Covid-19 affected to many sectors. One of which is food products from agricultural and livestock resources due to a pause in the supply chain of trade distribution from producers to consumers. The retardation in the trade chain was because of declining consumers concerning food safety, health reasons, and strict transportation rules. However, online food product sales are snowballing, even though consumers prefer products that have guaranteed health quality standards. Therefore, now is time for entrepreneurs in agriculture and animal husbandry to develop food processing technology to be more durable, healthier, safer, and can be sold instantly to consumers.
Therefore, that topic becomes the main material conversations in the UGM Talks webinar, titled Preparing a New Normality Post-Covid-19 Pandemic with Perspectives on Building Food Security on Tuesday (16/6). The virtual seminar organized by the UGM Academic Study Innovation Center (PIKA) and it presented three speakers namely Prof. Yudi Pranoto as a lecturer in the Faculty of Agricultural Technology (FTP), Parjono Ph.D., as a lecturer in the Faculty of Animal Husbandry, and Dr. Husnain as the Head of the Agricultural Research and Development Center, Ministry of Agriculture.
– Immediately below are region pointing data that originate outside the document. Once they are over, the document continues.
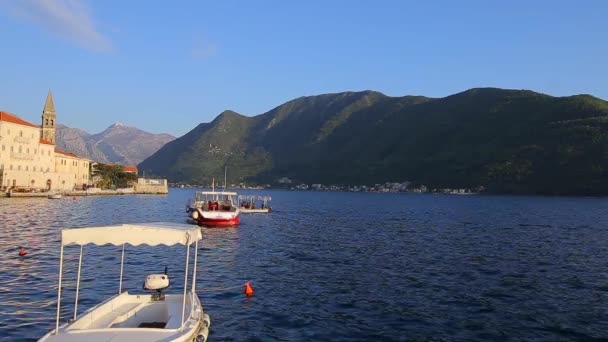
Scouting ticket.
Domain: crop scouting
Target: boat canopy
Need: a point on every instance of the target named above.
(217, 193)
(152, 234)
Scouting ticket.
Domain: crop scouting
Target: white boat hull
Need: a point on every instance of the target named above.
(120, 319)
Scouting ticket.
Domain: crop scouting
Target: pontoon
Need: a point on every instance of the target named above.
(135, 317)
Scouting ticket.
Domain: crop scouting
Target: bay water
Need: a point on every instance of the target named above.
(334, 266)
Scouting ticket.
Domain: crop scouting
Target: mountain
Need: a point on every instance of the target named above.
(118, 144)
(507, 141)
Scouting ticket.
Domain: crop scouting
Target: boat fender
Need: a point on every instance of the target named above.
(202, 334)
(207, 320)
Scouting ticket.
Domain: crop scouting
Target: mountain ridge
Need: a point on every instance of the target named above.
(117, 144)
(504, 140)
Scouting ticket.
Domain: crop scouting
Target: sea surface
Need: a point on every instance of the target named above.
(335, 266)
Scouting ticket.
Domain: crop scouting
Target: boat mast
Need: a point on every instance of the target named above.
(225, 172)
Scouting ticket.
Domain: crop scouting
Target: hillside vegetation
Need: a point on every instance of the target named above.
(507, 141)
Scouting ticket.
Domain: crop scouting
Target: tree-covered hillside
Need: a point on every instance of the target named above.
(508, 141)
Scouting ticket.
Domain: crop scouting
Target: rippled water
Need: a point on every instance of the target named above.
(337, 266)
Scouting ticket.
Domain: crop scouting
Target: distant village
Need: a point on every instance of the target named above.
(392, 187)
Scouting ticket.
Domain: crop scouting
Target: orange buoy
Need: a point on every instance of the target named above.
(248, 289)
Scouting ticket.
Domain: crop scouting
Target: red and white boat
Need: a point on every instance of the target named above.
(214, 208)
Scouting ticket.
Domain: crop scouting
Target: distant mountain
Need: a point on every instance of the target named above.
(507, 141)
(118, 144)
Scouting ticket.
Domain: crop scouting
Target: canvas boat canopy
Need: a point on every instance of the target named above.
(152, 234)
(217, 193)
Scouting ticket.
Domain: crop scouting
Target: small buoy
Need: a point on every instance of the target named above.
(248, 289)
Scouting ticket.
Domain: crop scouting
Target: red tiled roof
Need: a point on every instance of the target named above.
(66, 153)
(8, 117)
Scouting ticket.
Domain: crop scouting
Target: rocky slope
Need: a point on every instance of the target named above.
(118, 144)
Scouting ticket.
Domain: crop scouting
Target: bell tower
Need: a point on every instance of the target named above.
(49, 119)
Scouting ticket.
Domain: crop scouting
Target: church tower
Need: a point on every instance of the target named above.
(49, 119)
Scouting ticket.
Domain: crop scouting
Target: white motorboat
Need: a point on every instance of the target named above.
(129, 317)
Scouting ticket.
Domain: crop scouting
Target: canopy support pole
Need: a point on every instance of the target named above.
(185, 283)
(194, 271)
(59, 289)
(78, 283)
(122, 263)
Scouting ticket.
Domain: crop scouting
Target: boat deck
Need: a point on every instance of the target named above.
(131, 318)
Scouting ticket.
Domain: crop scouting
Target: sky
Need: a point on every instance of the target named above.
(166, 66)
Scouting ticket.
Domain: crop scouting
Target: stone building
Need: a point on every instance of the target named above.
(29, 158)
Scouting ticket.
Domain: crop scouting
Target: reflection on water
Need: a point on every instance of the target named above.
(335, 266)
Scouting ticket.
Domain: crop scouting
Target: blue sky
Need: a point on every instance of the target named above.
(167, 66)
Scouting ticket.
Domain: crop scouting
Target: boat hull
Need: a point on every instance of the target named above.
(219, 222)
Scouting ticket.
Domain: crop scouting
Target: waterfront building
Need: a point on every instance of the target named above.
(29, 158)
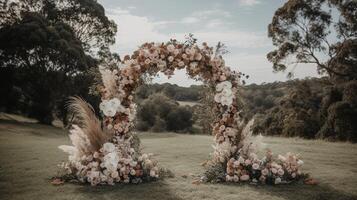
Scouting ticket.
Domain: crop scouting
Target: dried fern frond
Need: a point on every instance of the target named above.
(88, 135)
Yudi Pranoto said that in the current pandemic, it was a test and challenge for farmers, ranchers, and entrepreneurs to make changes in the food processing process. It is because consumers currently prefer food that is more hygienic, healthy, and guaranteed from covid contamination. “Consumers expect food products to be thoroughly guaranteed, especially from the red zone (Covid-19),” he said.
He believed that at the beginning of the pandemic, some regions had difficulty getting food products, so prices rose high on the market. However, there are certain areas where the production is overflowing, and the prices are far more relative to homes. The delays in the food distribution chain due to the tightening of transportation routes are among the causes. However, to avoid the harvest from farmers and ranchers not being damaged quickly due to the distribution chain problem, he expected the need for technological development in food processing.
Meanwhile, Parjono, Ph.D., said that broiler and layer farmers were most affected in the early days of the Covid-19 pandemic. Because of declining demand from consumers because many markets are closed. In contrast to beef cattle breeders, until last year’s Eid, they felt the impact of rising meat prices due to the absence of imported meat policies. “Their difficulty is precisely marketing their beef cattle. Demand is declining, but in terms of distribution, the feed price is starting to increase, so livestock is experiencing a pretty massive impact,” he said.
Head of the Agricultural Research and Development Center for Agricultural Resources, Ministry of Agriculture, Dr. Husnain, said the production of agricultural products remained to run well during the pandemic. However, they confronted obstacles in the distribution of crop sales. “The yields indeed remain stable, but the logistics distribution has hindered,” he said.
According to him, the high demand for agricultural food products online is the appearance of opportunity for agrarian entrepreneurs to sell and market their products to consumers. “Technology can help agricultural trade products,” he said.